Now let’s fast forward to our lesson from Luke where we witness Jesus at the end of His life, hanging on a cross between two thieves like any common criminal.  Curiously, the conversation which takes place there is all about “saving”, but it is all done in sarcasm.  The people, the soldiers, even one of the others hanging beside Him, mock Him, deride Him, and scoff at Him, saying, “You came to save others, why don’t you save yourself?”  Little did they know that had He chosen to save Himself He could not have saved anyone else.  It was in His willingness to sacrifice Himself that Jesus secured the way of salvation for each of us.

So even in His dying moments He did what He came to do.  To the one who cried out to Him in faith; one who perhaps least deserved it but most needed it; to one perhaps very much like you and me, He gave the gift of salvation.

Holman Hunt, the artist who painted the familiar picture of Jesus standing at the door knocking, also painted another less famous, but no less powerful image. It shows Jesus as a young boy standing at the door of a carpenter’s shop in Nazareth stretching His limbs which had grown cramped over the bench.  As He stands there in the doorway with arms outstretched the setting sun behind Him casts His shadow against the wall of the shop, and it is the shadow of the cross.  In the background stands His mother, Mary, and seeing His shadow there is fear of the coming tragedy captured in her eyes.
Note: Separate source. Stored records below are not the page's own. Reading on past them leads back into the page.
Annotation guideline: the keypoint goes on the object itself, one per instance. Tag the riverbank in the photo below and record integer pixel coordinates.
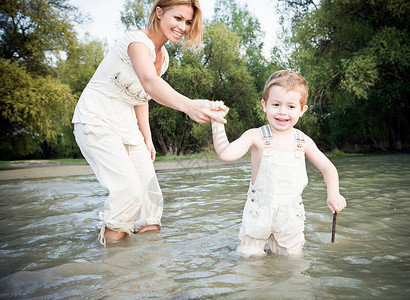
(33, 169)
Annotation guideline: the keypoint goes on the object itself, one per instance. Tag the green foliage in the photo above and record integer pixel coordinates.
(80, 64)
(33, 109)
(355, 55)
(34, 31)
(135, 13)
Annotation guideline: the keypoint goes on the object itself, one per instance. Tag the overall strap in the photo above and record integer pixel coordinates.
(266, 134)
(300, 138)
(265, 131)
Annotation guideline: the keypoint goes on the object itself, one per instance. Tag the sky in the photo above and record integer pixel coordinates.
(105, 23)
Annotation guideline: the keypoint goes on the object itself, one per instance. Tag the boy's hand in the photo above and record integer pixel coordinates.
(336, 203)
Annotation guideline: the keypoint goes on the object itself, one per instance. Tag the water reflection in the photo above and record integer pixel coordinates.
(49, 248)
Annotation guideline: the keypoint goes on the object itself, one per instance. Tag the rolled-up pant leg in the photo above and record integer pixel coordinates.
(127, 172)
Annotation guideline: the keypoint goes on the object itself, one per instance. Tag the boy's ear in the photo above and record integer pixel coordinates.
(304, 108)
(263, 102)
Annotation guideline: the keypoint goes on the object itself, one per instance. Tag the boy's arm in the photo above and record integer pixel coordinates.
(142, 114)
(335, 201)
(230, 151)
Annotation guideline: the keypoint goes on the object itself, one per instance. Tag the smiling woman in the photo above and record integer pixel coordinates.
(111, 122)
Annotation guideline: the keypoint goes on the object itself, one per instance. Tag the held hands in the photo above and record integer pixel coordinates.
(203, 111)
(336, 203)
(151, 149)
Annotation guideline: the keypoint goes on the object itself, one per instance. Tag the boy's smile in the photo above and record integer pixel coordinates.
(283, 108)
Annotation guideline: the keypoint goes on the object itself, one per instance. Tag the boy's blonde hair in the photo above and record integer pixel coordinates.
(290, 81)
(194, 37)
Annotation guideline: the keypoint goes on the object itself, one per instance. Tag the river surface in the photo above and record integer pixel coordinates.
(49, 248)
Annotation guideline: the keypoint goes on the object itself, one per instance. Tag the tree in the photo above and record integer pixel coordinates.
(135, 13)
(355, 55)
(33, 32)
(35, 107)
(34, 110)
(80, 64)
(247, 27)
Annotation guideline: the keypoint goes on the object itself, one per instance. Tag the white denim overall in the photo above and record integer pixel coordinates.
(274, 210)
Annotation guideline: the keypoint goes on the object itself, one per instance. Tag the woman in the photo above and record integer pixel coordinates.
(111, 117)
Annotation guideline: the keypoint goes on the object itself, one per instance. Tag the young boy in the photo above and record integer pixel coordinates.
(274, 211)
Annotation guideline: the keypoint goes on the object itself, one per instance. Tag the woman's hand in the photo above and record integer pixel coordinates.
(201, 110)
(151, 148)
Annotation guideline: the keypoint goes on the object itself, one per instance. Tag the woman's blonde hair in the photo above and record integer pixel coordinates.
(194, 37)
If you look closely at our beautiful Christmas decorations you will notice that the Christmas trees are adorned with Easter lilies.  This point will be made again during the Lenten season when the cross we place here in the chancel will be made of Christmas trees.  This is more than mere decoration; it is a proclamation.  “The birth of Christ brought God to us, but it took the cross of Christ to bring us to God.”  His birth and His death tell the same message, “Jesus saves”.  This is who He is and what He does.  “The crib and the cross are made from the same wood.”